While the Iran deal is the latest blow to our foreign policy tradition, a long-festering wound is the decline of our military might. Our military has endured 15 years of war and six years of repeated budget cuts. It is now breaking under the burden of a mindless sequestration that indiscriminately cuts across the board and treats every dollar of federal spending equally—whether for defense or for pork. As a consequence, our military is facing a crisis. The Navy has 260 ships—the smallest number since the end of the Cold War. Our Air Force is the smallest and oldest force in our history. The Army and the Marine Corps are on track to drop below 450,000 and 190,000 personnel, respectively—the bare minimum levels our commanders say we need to fulfill our missions.

These unwise cuts to our military call into question U.S. resolve and security commitments. It’s not a coincidence that, in the span of a few years, we have seen a revisionist Russia exert its will in Ukraine and in the Middle East, radical Jihadism metastasize across the Middle East and North Africa, China project power over more and more aerial and maritime territories, and Iran out-negotiate us while it spreads chaos across the Middle East through its proxies and clients.

This picture isn’t pretty, but as I said earlier, the American foreign policy tradition has a knack for self-correction, for turning the ship around and reversing past mistakes. To make that happen, however, we need to look back to the foundational principles of our Constitution. To restore respect for the Treaty Clause, we must make every effort over the next year to isolate and impugn the President’s nuclear deal with Iran as a singular, one-off agreement that ought never to be repeated. We must put every nation and every business on notice that this deal is temporary and unique. They must understand that U.S. sanctions on Iran—either through new legislation or through a new president—will return. We must work to elect a new president who will rescind the Iran nuclear deal—and who will restore the credible threat of force.

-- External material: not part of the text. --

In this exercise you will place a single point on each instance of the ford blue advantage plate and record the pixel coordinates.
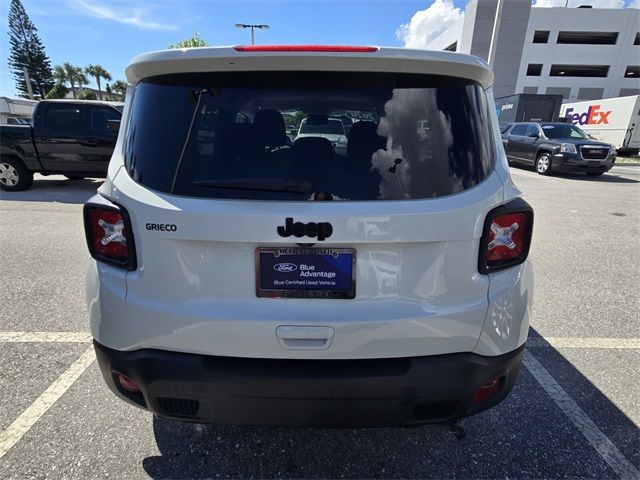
(306, 272)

Put simply, our allies and our adversaries must understand that this nuclear arms control deal reached by executive agreement is not secure. They have to understand that it is in our interest and in their interest to conclude stable and long-lasting agreements by way of treaties. And all future presidents should see that building consensus through the constitutionally mandated advice and consent of the Senate will afford them a genuine, lasting legacy.

A restoration of the Treaty Clause must be accompanied by a restoration of our military might. Frederick the Great said, “Diplomacy without arms is like music without instruments”—in other words, inert, inaudible, and ineffective. If we want our diplomacy to be effective and our agreements to be strong, we must rebuild our military.

The American tradition has never been to seek war, or to seek it first in a dispute. Lincoln, again in his First Annual Message to Congress, prized diplomacy as a means of defusing tensions with foreign powers and maintaining our “rights and honor.” But he also called for a military build-up. “Aggressions,” said his Secretary of War Simon Cameron, “are seldom made upon a nation ever ready to defend its honor and to repel insults.”

To ensure that we are ready to defend our national honor today, we will need significantly more defense spending than Congress and the President have managed to agree upon in recent years. Our current defense budget is little more than a political compromise, which may be appropriate for highway funding or tax policy, but which is no way to fund a military or to counter rising threats. Congress and the President must return to the foundational principle that our military edge must not be challenged. We must give our fighting men and women the resources they need to deter, fight, and win wars.

The Founders and generations of statesmen since have recognized the unique advantages with which the United States is blessed. We are a continental nation, and we enjoy the protection of two oceans that separate us from the historic cauldrons of conflict in Europe and Asia. We have abundant natural resources and an industrious society, making us a powerful trading partner. Ours is a people slow to anger, but imbued with a martial tradition and a fighting spirit. Our democratic culture is vigorous, resilient, and cherished by the people. These strengths are channeled by the Constitution into our foreign policy tradition. U.S. strategy abroad—while not successful in every instance—has brought us from being a world-affairs backwater to being the world’s superpower.

As we think about our future and new strategies, it would serve us well to look back at old truths. We must hold fast to foundational principles. We must continue our rich foreign policy tradition, and vigorously fight any efforts to undermine it. While each Congress and president will have particular differences, we should all share the same goal: a world of peace and freedom, of prosperity and opportunity, of hope. We have a duty to be true to our beliefs, to use our great power wisely on behalf of freedom, guided by constitutional principle. As Ronald Reagan admonished in his speech to the British Parliament in 1982, “Let us go to our strength. Let us offer hope. Let us tell the world that a new age is not only possible but probable.”

Reprinted by permission from Imprimis, a publication of Hillsdale College.